Rather than viewing these systems as mutually exclusive, an integrative model may be clinically optimal. DSM criteria can guide evidence-based interventions such as ERP, while PDM-informed formulation can illuminate personality structure, relational dynamics, and treatment resistance. OCD thus illustrates a broader disciplinary tension: whether mental disorders are best understood as discrete syndromes or as individualized manifestations of dynamic psychological organization.
Limitations
The study is purely theoretical and relies on literature analysis- theoretical bias
Application of the framework may vary depending on clinician expertise in psychodynamic formulation.
Case examples are drawn from literature rather than clinical settings, which may limit generalizability.

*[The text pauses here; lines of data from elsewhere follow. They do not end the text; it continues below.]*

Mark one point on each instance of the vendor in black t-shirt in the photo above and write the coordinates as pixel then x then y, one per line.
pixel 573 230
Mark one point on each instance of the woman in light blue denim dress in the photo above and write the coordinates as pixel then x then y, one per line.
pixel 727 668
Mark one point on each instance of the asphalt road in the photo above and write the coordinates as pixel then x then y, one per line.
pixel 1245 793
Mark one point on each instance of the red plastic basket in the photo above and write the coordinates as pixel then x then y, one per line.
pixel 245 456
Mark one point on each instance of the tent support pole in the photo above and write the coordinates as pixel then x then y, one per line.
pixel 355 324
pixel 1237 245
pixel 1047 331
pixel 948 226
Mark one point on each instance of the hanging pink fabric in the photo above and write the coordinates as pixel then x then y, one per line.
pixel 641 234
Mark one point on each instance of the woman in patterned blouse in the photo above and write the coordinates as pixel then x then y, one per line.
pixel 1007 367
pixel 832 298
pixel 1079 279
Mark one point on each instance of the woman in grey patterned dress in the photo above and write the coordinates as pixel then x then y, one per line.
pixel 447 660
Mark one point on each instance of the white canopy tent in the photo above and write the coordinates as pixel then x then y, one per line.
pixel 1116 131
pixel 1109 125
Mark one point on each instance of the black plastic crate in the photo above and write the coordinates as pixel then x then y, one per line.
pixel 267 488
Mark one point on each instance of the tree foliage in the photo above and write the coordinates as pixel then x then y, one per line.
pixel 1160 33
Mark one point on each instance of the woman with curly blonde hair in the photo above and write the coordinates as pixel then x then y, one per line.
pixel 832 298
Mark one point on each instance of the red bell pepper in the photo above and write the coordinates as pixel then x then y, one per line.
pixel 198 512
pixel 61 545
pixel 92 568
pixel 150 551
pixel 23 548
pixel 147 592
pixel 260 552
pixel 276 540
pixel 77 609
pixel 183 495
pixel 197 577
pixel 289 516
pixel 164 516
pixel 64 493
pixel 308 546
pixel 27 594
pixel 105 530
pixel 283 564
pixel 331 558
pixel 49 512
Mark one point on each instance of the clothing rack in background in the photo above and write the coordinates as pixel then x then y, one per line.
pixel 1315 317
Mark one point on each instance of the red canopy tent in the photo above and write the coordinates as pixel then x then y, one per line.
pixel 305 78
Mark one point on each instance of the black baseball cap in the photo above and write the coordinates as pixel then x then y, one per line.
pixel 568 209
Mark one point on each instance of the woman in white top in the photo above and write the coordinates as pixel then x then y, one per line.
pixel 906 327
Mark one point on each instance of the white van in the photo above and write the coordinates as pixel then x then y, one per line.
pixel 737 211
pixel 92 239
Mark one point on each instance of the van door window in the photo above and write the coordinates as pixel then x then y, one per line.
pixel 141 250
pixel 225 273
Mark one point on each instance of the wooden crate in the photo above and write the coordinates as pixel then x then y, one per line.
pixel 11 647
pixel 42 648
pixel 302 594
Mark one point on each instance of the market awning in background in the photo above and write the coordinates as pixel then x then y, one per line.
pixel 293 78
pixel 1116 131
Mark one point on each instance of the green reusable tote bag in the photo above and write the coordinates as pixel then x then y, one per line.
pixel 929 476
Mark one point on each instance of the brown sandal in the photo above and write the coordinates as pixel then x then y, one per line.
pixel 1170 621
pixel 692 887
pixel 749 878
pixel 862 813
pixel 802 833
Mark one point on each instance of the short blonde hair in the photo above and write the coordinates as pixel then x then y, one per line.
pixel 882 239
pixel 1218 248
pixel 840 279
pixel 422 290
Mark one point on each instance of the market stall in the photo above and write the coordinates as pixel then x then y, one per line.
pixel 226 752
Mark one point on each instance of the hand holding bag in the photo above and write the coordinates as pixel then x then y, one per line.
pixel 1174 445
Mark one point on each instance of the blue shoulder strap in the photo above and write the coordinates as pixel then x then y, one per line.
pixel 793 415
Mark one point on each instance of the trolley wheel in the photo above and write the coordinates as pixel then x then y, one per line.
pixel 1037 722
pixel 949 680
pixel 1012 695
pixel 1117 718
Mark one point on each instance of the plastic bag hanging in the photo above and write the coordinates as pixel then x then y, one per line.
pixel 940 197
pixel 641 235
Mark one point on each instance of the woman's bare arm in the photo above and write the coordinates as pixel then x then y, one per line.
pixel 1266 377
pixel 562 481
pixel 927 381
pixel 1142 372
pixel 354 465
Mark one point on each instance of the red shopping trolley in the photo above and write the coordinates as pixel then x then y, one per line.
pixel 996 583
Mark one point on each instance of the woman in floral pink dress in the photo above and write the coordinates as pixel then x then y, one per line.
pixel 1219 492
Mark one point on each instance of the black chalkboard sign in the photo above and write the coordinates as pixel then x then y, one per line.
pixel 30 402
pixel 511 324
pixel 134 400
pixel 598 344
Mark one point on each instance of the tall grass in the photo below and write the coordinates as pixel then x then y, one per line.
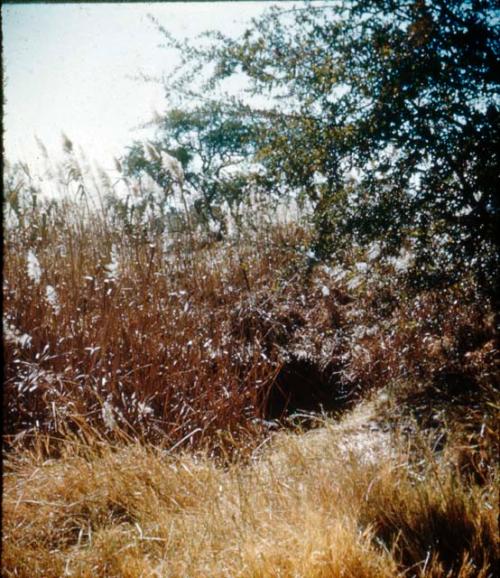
pixel 146 371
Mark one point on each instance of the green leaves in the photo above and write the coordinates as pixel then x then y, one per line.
pixel 384 113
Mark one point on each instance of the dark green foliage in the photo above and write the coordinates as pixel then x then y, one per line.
pixel 383 113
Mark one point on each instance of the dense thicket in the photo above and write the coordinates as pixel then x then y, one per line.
pixel 382 113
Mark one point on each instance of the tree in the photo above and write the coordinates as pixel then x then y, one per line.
pixel 214 147
pixel 384 113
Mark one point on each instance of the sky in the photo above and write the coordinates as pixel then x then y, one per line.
pixel 73 68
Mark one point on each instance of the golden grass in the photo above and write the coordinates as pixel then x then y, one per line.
pixel 346 499
pixel 136 380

The findings are expected to contribute to the field by highlighting areas of convergence and divergence between categorical and psychodynamic formulations, thereby enhancing theoretical understanding of OCD. Clinically, this integrative approach may lead to more holistic assessment and treatment planning, encouraging practitioners to consider both observable symptoms and the individual’s internal world. Furthermore, the study lays a foundation for future research aimed at bridging structured diagnostic systems with psychodynamically informed frameworks, promoting interdisciplinary dialogue and more nuanced conceptualizations of complex mental health conditions like OCD.
Future Directions
Training and Education: Developing training modules for clinicians to integrate psychodynamic insight into diagnostic practice.
Interdisciplinary Integration: Explore ways to combine psychodynamic formulations with cognitive-behavioral and neurobiological approaches for a comprehensive model of mental health assessment
Openess to qualitative inquiry: To develop scientific temper when it comes to dealing with subjects that inherently require such type of research with coherence & comprehensiveness.